Schließlich dürfte es auch noch genetische Ursachen für eine gut ausgebildete Selbstwirksamkeit geben. Ob man eher optimistisch oder pessimistisch durchs Leben geht, ist zum Teil genetisch bedingt. Zwillingsstudien legen nahe, dass etwa 20 bis 30 Prozent des Zugangs zum Leben angelegt sind, der Rest ist erlernt. Menschen, die eher optimistisch durchs Leben gehen, haben dabei eher das Gefühl, ein Erfolg liege an ihnen selbst. Smolka erklärt: "Sie denken sich, ich habe gelernt, deshalb habe ich auch die Prüfung geschafft. Pessimisten denken leichter, dass der Erfolg an äußeren Umständen liegt, beispielsweise weil der Professor nett war."
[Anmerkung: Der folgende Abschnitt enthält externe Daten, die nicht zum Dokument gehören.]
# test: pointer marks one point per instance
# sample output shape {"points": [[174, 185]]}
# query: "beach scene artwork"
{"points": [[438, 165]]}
Umgekehrt denken Optimisten bei Misserfolg eher, dass die äußeren Umstände daran schuld seien, während pessimistischer gestimmte Personen die Gründe für ein Misslingen stärker bei sich selbst suchen. "Sie haben dadurch womöglich weniger Möglichkeit, Selbstwirksamkeit zu erfahren." Ganz abgesehen von genetischer Veranlagung sind aber auch hier Erziehung und Sozialisation prägend, weiß Smolka: "Wie wurde einem als Kind die Welt erklärt? Wie sehr wurde man ermutigt, Dinge auszuprobieren? Eltern können da mit den richtigen Ansätzen wirklich viel bewirken."

Die Komfortzone verlassen

Man ist diesen früh gelernten Prägungen aber nicht hilflos ausgeliefert. Smolka pocht darauf, in Selbstreflexion zu gehen: "Wie gehe ich mit mir selbst um? Habe ich die Fähigkeit, mir selbst auf die Schulter zu klopfen und stolz auf mich zu sein? Oder glaube ich eher, mein eigener Erfolg hängt von äußeren Faktoren ab? Wenn man sich solche Muster bewusst macht, ist das ein erster Ansatz zur Veränderung."

Dann kann man sich auch aktiv daranmachen, sie zu verändern. Ein wichtiger Teil des Weges zur Verbesserung der Selbstwirksamkeit ist das Austreten aus der eigenen Komfortzone. Smolka ermutigt: "Verlassen Sie die altbekannten Gefilde und gehen Sie in die Lernzone. Es muss ja nicht gleich die Panikzone sein, weil sie Bungee-Jumping machen. Aber probieren Sie Neues aus, auch wenn womöglich ein Misserfolg droht. Setzen Sie sich dem bewusst aus – und schauen Sie, wie weit Sie gehen können." (Pia Kruckenhauser, 16.4.2023)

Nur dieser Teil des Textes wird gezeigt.